A new study, published on August 17 in the journal Proceedings of the National Academy of Sciences (PNAS), reveals that the cholesterol present in the brain regulate the production of beta-amyloid protein (Aβ), the same which aggregates into amyloid plaques, one of the causes of the appearance of neurodegenerative diseases such as Alzheimer’s. Long underestimated according to researchers, the role of cholesterol present in the brain is in fact essential. The study results also help explain why genetic studies link the risk of getting Alzheimer’s disease to the presence of a cholesterol-transporting protein called apolipoprotein (apoE).
“We have shown that cholesterol essentially acts as a signal in neurons which determines the amount of Aβ produced. It is therefore not surprising that apoE, which transports cholesterol to neurons, influences the risk of Alzheimer’s disease ”, commented Prof. Scott Hansen, who co-led the study, in a communicated.
One of the most important biological characteristics of Alzheimer’s disease is the presence of insoluble aggregates of a type of protein Aβ, aggregates which collect in plaques. These plaques then cause neurons to malfunction, “suffocated” by these aggregates, and then their death.

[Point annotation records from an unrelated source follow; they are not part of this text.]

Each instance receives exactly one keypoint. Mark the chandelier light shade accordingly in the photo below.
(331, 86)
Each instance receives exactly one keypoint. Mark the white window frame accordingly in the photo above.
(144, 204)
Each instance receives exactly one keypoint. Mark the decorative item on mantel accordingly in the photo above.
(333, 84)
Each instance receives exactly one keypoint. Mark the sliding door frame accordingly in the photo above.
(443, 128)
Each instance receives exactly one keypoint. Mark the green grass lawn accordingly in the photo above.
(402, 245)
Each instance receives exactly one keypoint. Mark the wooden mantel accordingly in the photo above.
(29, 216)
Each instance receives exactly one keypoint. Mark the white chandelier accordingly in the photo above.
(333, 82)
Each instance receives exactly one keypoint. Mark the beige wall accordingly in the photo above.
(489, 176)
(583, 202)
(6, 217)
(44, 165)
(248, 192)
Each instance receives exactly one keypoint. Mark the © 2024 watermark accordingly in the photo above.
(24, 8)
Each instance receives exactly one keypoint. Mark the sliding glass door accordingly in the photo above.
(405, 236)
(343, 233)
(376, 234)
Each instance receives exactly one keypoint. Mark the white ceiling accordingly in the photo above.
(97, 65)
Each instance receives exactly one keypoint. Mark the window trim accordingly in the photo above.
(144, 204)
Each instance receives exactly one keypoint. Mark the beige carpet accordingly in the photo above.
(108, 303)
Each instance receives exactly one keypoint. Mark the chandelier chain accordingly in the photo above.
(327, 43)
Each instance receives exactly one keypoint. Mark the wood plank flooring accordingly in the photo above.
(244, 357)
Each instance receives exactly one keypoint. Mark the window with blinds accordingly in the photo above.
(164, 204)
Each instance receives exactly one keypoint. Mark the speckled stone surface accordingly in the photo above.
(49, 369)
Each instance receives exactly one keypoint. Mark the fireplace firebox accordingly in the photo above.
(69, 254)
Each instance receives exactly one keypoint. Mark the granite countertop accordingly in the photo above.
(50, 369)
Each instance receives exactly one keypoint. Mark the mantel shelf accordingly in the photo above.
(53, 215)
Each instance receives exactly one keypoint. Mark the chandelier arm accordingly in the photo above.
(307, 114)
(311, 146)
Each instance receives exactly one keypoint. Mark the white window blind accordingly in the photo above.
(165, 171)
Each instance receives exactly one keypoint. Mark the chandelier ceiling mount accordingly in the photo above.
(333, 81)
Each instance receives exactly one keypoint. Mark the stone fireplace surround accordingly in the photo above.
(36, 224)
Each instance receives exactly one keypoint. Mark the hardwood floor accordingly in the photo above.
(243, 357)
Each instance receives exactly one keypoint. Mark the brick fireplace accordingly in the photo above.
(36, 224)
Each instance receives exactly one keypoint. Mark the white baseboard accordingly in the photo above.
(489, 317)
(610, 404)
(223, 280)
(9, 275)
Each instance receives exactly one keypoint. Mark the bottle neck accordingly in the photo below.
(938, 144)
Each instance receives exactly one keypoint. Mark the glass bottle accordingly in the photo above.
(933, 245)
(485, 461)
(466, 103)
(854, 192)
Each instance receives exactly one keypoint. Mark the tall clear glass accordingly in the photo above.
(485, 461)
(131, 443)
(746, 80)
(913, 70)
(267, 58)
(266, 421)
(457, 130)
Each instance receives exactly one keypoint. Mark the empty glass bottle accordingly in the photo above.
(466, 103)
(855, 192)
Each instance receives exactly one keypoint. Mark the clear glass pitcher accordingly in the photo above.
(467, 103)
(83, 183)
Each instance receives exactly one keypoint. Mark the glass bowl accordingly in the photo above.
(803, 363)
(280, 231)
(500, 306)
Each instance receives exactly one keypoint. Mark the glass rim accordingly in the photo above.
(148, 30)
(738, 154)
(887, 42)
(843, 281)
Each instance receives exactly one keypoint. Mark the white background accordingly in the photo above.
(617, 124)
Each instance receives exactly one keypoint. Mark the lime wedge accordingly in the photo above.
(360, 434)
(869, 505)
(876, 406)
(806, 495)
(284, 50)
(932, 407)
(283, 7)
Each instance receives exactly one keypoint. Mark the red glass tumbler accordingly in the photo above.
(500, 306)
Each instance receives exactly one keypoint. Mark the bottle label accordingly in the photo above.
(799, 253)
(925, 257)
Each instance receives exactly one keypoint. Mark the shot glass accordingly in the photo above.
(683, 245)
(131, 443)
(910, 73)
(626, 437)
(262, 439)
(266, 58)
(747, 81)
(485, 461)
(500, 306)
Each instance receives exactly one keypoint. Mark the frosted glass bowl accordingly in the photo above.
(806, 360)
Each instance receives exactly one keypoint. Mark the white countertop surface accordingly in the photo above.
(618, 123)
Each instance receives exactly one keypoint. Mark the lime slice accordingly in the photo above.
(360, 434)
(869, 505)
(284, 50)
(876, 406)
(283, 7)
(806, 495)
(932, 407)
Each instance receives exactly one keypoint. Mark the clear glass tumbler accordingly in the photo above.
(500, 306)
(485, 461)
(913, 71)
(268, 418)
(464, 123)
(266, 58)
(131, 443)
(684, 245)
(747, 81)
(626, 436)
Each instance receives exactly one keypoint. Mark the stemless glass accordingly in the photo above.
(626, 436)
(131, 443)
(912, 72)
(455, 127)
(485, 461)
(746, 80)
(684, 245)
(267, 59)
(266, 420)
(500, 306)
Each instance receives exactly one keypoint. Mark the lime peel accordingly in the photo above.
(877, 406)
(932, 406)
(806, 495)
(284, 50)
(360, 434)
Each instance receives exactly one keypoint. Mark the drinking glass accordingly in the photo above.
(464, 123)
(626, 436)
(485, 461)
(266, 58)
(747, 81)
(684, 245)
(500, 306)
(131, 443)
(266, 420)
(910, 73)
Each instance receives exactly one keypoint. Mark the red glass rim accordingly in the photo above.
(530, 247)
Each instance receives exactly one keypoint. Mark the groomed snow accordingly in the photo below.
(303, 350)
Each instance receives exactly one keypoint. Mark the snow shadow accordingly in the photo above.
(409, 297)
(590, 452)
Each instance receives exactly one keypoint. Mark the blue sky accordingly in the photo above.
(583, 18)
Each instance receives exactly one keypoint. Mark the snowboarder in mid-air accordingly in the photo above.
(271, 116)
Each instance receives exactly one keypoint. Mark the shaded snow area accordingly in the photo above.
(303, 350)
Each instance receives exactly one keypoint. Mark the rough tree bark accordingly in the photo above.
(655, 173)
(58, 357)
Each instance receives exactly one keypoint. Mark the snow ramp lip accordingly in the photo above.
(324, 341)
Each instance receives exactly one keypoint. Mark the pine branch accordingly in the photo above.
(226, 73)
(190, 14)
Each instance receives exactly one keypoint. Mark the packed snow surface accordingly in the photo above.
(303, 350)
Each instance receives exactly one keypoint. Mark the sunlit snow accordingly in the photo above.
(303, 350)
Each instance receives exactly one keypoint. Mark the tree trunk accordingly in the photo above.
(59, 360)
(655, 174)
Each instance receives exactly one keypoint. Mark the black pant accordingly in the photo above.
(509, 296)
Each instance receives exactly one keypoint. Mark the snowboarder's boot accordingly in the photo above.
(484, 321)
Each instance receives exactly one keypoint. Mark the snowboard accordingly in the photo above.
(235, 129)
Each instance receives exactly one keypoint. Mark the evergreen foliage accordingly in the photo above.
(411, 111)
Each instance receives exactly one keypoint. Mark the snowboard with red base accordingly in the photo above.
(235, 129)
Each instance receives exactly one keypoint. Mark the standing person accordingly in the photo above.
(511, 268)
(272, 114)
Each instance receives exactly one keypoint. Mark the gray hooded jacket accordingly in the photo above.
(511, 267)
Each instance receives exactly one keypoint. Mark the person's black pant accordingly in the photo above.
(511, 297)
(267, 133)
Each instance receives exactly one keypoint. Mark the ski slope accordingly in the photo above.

The researchers here performed a series of experiments on aged mice that were genetically modified to overproduce beta-amyloid protein and develop amyloid plaques, making it a good laboratory model. When they stopped the production of cholesterol in the brain, the production of Aβ dropped to near normal levels, and the plaques almost completely disappeared.
By confirming and clarifying the role of brain cholesterol in Aβ production, the study suggests that the targeting of this process deserves to be explored in an attempt to slow the progression of Alzheimer’s disease.
However, there is no question of purely and simply eliminating the production of cholesterol in the brain, since it is necessary for good brain health, especially at the cognitive level, note the researchers. The mechanism of interest would rather be on the side of the cholesterol transport protein, apoE, some variants of which are associated with a greater risk of Alzheimer’s disease.